Em que pese o afastamento da laicidade do processo revolucionário, o povo iraniano foi chamado às urnas em seguida de sua revolução, de fevereiro de 1979. Decidiu, por mais de 90% dos votos, que o país deveria ser transformado em uma República Islâmica, mas de caráter democrático. 

E assim procedeu. Manteve o sistema parlamentarista de governo até 1989, quando Khomeini faleceu (dados mostram uma participação de 11 milhões de pessoas em seu funeral, por certo um dos maiores da história, equiparado aos de Lênin e Stálin na Rússia, em termos de números absolutos).

Uma nova Constituição entra em vigor, desta feita sendo o parlamentarismo abolido. O país passa a ter um Faqiq (que em farsi, a língua dos persas do Irá, quer dizer líder espiritual), que passaria a ser o chefe das forças armadas e indicaria o chefe do poder judiciário. Ele passa a ter o direito de indicar seis dos 12 membros do Conselho de Guardiães, o maior poder de fato e de direito do país. Os outros seis são indicados pelo judiciário e aprovados pelo parlamento.

A constituição determinou que a religião oficial do país deveria ser o Islã. Isso em nada impediria a liberdade ampla de culto. E – de forma expressa – os cristãos-ortodoxos (praticamente não há católicos no país), os judeus e os zoroastristas bem como outras religiões minoritárias, teriam ampla liberdade de seus cultos e – mais que isso – deveriam ser protegidas pelo Estado (nenhum templo religioso no Irã paga contas de água, luz, telefone, aluguel etc.). 

Mas, fizeram mais que isso: determinaram que a partir de certa quantidade de seguidores, tais religiões teriam direito a ter deputados no parlamento. Assim, o parlamento iraniano tem deputados judeus, cristãos e zoroastristas, em que pese as mídias ocidentais controladas pelo sionismo propagarem exatamente o contrário. Existem cerca de 50 mil judeus que vivem felizes no país e jamais iriam para Israel. 

O país vive amplas liberdades políticas e de imprensa, muito além da religiosa. Os partidos e as organizações populares e de massa exercem livremente suas atividades, concorrem às eleições com seus e suas candidatas (o Irã tem o maior números de mulheres deputadas, professoras universitárias doutoras de todo o Oriente Médio).

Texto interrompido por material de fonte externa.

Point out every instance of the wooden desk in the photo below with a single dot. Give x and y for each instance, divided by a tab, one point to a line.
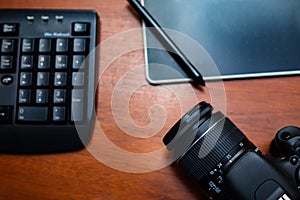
258	107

O sistema político de poder do Irã

Existe no país um Conselho de Especialistas (algumas traduções usam o termo errôneo de “peritos” e em espanhol diz-se espertos), composto por 88 membros, todos eles clérigos, de elevado saber político, jurídico e religioso. Eles são eleitos pelo voto direto do povo e têm mandato de oito anos, podendo ser reeleitos (3). Nestas eleições do dia 18 de junho, foram eleitos metade deles, ou seja, 44 membros.

A autorização de suas candidaturas depende da autorização do Conselho de Guardiães, por isso o poder central vem desse órgão, que não é – entendam bem – um órgão da hierarquia religiosa, mas sim do Estado de orientação islâmica.

O maior poder do Conselho de Especialistas é justamente indicar o Guia Espiritual do país, que acumula a função de chefe de Estado, ficando a chefia do governo ao presidente e não mais ao primeiro-ministro, cargo abolido em 1989. O atual líder do Irã desde 1989 é Ali Khamenei, também ele um aiatolá. Veja que a eleição dos especialistas é direta e do líder espiritual é indireta, mas de um poder derivado diretamente do povo.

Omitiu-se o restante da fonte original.